The application of cathodic protection inside monopile foundations is known to create an acidic environment, if the water column is insufficiently replenished. It can adversely affect structural components e.g. electricity cables or sacrificial anodes, if pH drops below a critical value.
Risk of acidification as a stochastic process
Deltares regularly models the internal pH for offshore monopile foundations, where the tidal motion and wave effects can be decoupled. However, for areas with a small or absent tidal range (e.g. Baltic Sea, Great Lakes, Lake Ijssel in the Netherlands), the water replenishment and associated water quality becomes a stochastic process driven entirely by local wind fields. The risk of acidification, where pH drops to low values, is furthermore increased, since the electric resistivity in brackish and fresh water is less than that of seawater. ,
Scenario modelling and exceedance probability
The recent model extension to scenario modelling allows Deltares to assign probabilities of encountering critical levels of pH over the lifetime of the foundation as well as the duration of pH below a case-dependent critical pH. For instance, exposure to subcritical pH for 1 day could prove acceptable, while exposure for 10-100 days would not.
An example covering 4 months is shown in the figure, where the red lines are the vertical position of the ICCP anodes and the white lines water replenishment holes. Several observations can be made: If the water replenishment holes are partly blocked by marine growth (middle versus top panel), there is an increased risk of acidification, since the water replenishment rates decreases with increasing marine growth thickness (increasing blockage). Furthermore, it is observed that the initial acidification occurs around the anodes (red lines) and the acidification is worst below the lowermost water replenishment holes (white line). The latter is related to the reduced water circulation in the cavity below the lowermost water replenishment hole.

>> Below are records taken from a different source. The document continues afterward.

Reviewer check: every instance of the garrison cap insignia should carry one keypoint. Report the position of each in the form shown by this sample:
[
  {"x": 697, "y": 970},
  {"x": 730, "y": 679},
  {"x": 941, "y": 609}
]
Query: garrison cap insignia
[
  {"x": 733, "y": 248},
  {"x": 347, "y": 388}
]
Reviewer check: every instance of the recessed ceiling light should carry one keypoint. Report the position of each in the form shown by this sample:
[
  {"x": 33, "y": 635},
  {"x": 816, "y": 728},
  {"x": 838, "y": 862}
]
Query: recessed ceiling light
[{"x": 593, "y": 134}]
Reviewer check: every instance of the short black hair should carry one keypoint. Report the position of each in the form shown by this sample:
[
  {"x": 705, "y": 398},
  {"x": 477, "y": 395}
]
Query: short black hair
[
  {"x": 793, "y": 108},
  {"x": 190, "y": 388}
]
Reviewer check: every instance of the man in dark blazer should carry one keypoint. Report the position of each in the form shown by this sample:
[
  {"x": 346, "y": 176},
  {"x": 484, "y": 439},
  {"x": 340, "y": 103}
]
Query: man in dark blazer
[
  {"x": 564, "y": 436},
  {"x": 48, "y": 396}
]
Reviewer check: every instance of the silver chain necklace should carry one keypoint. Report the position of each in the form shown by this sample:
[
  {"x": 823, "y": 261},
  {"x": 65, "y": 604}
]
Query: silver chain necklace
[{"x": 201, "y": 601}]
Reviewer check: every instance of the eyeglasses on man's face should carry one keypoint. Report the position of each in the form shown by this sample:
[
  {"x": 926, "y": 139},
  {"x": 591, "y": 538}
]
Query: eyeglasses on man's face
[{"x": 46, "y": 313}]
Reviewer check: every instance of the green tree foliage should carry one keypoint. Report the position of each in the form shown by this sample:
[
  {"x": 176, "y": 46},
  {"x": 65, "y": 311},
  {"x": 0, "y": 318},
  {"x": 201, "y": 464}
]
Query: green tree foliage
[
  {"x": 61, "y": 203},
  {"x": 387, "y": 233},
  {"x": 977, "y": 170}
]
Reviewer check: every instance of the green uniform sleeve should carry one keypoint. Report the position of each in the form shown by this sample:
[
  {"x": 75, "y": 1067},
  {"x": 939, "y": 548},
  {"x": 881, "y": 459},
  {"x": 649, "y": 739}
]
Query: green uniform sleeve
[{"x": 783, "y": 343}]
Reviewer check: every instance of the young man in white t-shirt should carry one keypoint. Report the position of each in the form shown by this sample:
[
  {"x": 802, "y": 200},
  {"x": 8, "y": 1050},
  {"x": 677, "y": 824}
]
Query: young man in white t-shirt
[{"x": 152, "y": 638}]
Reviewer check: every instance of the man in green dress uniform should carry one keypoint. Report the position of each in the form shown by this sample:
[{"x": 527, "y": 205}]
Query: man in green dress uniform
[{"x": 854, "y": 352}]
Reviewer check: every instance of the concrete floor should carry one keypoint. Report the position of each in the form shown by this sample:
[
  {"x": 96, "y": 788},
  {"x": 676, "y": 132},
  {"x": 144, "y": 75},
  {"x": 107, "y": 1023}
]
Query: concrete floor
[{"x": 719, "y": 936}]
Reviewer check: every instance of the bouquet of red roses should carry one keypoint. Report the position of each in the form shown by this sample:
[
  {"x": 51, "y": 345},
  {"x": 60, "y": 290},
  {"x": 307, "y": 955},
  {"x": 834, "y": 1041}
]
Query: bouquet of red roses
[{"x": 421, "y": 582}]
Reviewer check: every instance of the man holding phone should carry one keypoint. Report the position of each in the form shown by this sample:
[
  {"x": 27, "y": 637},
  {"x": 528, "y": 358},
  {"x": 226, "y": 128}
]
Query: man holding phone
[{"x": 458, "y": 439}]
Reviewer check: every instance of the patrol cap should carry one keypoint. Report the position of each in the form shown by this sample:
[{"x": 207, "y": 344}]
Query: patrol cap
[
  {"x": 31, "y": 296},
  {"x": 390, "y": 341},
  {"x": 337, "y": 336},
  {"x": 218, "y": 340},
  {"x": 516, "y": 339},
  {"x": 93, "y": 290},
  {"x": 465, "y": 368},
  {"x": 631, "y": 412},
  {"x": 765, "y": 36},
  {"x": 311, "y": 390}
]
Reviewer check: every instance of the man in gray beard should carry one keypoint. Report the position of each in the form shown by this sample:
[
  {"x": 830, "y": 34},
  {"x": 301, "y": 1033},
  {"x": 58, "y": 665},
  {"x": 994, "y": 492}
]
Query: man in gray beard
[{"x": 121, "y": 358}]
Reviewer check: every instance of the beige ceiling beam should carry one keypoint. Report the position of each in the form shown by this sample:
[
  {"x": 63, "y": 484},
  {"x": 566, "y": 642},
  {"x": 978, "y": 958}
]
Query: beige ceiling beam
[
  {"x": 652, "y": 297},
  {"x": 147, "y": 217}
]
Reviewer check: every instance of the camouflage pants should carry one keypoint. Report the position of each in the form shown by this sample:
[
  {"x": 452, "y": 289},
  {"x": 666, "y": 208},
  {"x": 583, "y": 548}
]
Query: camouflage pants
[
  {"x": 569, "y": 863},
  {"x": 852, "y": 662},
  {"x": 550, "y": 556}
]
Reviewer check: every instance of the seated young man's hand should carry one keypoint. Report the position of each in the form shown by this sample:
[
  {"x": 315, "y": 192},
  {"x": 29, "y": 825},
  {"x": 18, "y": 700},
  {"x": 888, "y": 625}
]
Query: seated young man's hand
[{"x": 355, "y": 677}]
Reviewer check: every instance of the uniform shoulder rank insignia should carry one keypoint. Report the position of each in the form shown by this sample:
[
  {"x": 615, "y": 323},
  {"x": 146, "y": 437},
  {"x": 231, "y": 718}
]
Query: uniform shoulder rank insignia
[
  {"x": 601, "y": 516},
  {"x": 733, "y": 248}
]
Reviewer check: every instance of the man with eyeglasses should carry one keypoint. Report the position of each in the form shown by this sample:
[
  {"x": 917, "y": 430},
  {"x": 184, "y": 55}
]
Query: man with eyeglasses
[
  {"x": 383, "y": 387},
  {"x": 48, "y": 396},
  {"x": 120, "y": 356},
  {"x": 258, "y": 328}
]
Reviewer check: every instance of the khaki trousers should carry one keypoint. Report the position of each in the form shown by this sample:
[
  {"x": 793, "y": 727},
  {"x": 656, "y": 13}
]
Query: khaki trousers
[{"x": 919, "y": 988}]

Quantification of loading on the ICCP strings
In addition to water quality modelling, our approach also allows for a quantification of the velocities impacting on the ICCP strings and the pressure loading on the airtight platform. The former is relevant for the stability of the ICCP system (risk of swaying) and the latter is relevant for the assessment of the bolted connection of the airtight platform; both with respect to FLS and ULS.